Jordan's King Abdullah II named a new technocrat prime minister on Thursday after the current cabinet stepped down following Teusday's parliamentary election, a senior official said.
The king officially designated Nader Dahabi to form a new cabinet after prime minister Marouf Bakhit, who had presided over the government since November 2005, submitted his resignation, the official told AFP. "The new government will be announced Sunday and its members will be sworn in before the king," the official added.
Dahabi, 61, currently head of a special economic zone in the Red Sea port of Aqaba, served as transport minister from 2001 to 2003. He had headed Royal Jordanian airlines from 1994 to 2001, and has also served in the air force.
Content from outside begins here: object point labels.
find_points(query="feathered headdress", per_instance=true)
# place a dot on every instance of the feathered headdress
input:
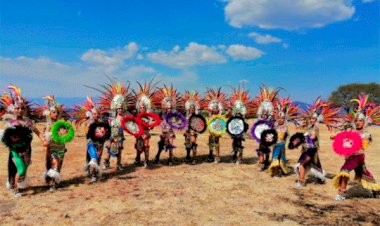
(83, 112)
(216, 99)
(266, 100)
(284, 107)
(167, 96)
(8, 101)
(369, 112)
(324, 111)
(191, 98)
(144, 96)
(50, 105)
(240, 103)
(115, 95)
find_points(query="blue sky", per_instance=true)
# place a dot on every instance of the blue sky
(308, 48)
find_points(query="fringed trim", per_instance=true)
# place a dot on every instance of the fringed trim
(277, 163)
(94, 163)
(370, 185)
(338, 178)
(297, 169)
(317, 173)
(284, 167)
(54, 174)
(8, 185)
(23, 184)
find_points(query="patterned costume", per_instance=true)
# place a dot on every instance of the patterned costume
(144, 104)
(169, 97)
(265, 101)
(17, 137)
(215, 102)
(115, 99)
(55, 151)
(370, 115)
(285, 111)
(88, 113)
(240, 106)
(319, 112)
(192, 102)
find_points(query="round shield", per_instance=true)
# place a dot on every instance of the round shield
(132, 125)
(149, 119)
(62, 132)
(269, 137)
(296, 140)
(217, 124)
(347, 143)
(236, 126)
(99, 131)
(176, 120)
(198, 123)
(139, 144)
(259, 127)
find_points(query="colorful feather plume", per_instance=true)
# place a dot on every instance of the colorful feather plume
(167, 97)
(215, 98)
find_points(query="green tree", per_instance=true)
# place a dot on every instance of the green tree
(343, 95)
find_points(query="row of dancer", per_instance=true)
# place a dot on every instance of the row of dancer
(106, 123)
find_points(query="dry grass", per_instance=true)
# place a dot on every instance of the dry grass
(204, 194)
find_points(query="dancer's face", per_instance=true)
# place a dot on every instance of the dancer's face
(281, 121)
(192, 109)
(19, 111)
(359, 124)
(95, 115)
(119, 111)
(215, 110)
(53, 114)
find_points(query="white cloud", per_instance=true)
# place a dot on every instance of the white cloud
(194, 54)
(287, 14)
(264, 39)
(136, 71)
(241, 52)
(111, 59)
(43, 76)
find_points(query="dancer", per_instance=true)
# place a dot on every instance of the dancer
(115, 99)
(357, 121)
(18, 137)
(216, 102)
(144, 106)
(265, 101)
(169, 97)
(285, 111)
(192, 103)
(241, 106)
(320, 112)
(55, 152)
(98, 133)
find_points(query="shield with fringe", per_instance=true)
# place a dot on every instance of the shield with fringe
(236, 126)
(296, 140)
(132, 125)
(176, 120)
(149, 119)
(259, 127)
(217, 125)
(347, 143)
(197, 123)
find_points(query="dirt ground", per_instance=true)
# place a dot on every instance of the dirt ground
(185, 194)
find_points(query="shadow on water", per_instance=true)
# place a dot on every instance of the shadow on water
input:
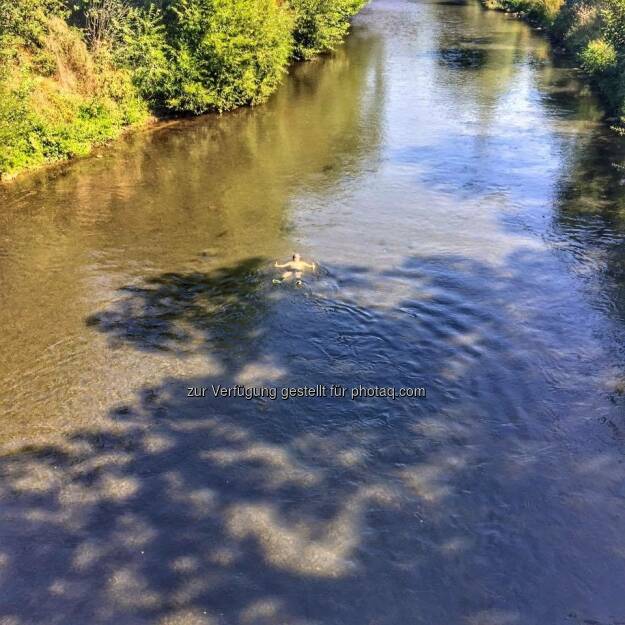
(227, 510)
The development took place after the king returned from a three-way summit with President Hosni Mubarak and Palestinian leader Mahmud Abbas in the Egyptian Red Sea resort of Sharm el-Sheikh ahead of a US meeting on Middle East peace next week.
During the discussion, Mubarak and the king affirmed their "full support to the Palestinian position that calls for discussing the issues of final solution which will lead to establishing an independent and livable Palestinian state within a timetable," Petra news agency reported.
The Jordanian-Egyptian-Palestinian trilateral summit, which was held concurrently with meeting of the Arab Foreign Ministers for the same purpose, affirmed the "necessity of coordinating the Arab stands," the news agency added.
The Jordanian king urged Israel to enter into serious negotiations and "to adopt positive attitudes that help to reach a lasting and comprehensive peace in the region, stressing the importance of dealing with the Syrian and Lebanese tracks, especially the issue of the occupied Golan."